Are bad habits stopping us from being an evangelistic congregation?
Lessons from the Wesleyan Revival. Near the end of the short book, Logan, a retired seminary professor, lists six bad habits that prevent local congregations from living out a vital evangelistic ministry.
In short form, these six bad habits are:
- Leaving evangelism to the clergy
- Thinking of evangelism as membership recruitment
- Adopting the attitude “our doors are open, anyone who comes is welcome”
- Believing that active evangelism is socially or culturally inappropriate
- Divorcing the saving of souls from social action
- Turning to institutional survival as our primary purpose
I read this list and find myself examining my own attitudes about evangelism and the attitudes and actions of my congregation. Do we show signs of these bad habits?

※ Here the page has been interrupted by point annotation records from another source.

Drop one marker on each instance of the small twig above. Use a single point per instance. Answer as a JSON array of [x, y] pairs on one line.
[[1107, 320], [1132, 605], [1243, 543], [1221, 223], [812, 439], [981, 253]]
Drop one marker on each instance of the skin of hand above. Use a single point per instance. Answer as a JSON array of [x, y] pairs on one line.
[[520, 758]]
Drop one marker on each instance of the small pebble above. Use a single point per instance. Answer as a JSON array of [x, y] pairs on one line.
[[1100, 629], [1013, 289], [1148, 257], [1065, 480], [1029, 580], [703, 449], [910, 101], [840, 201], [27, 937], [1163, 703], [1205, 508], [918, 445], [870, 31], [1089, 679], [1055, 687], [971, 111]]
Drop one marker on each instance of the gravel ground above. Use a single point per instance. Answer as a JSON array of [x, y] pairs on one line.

Logan writes that there are two ways to drive out these habits. First, we need to stir up a real passion for Jesus Christ in ourselves. If we do not love Jesus, then we will not be bold about proclaiming his name in the public square and to our neighbors. Second, we must convert our local churches from being all about survival to being all about mission. Keeping the doors open is not the purpose of the church. Reaching out and making disciples is.
Easier said than done, of course, but we have to be honest about what we are and what habits and attitudes shape our today before we can start to create a new tomorrow.
I don’t have a complete answer to the question I raised at the top of this post. Is my congregation caught in bad habits? I suspect, at least to some degree, that answer is yes. But I’m still a long way from understanding that fully. Logan gives me some ideas about how to do that. He might help your congregation as well.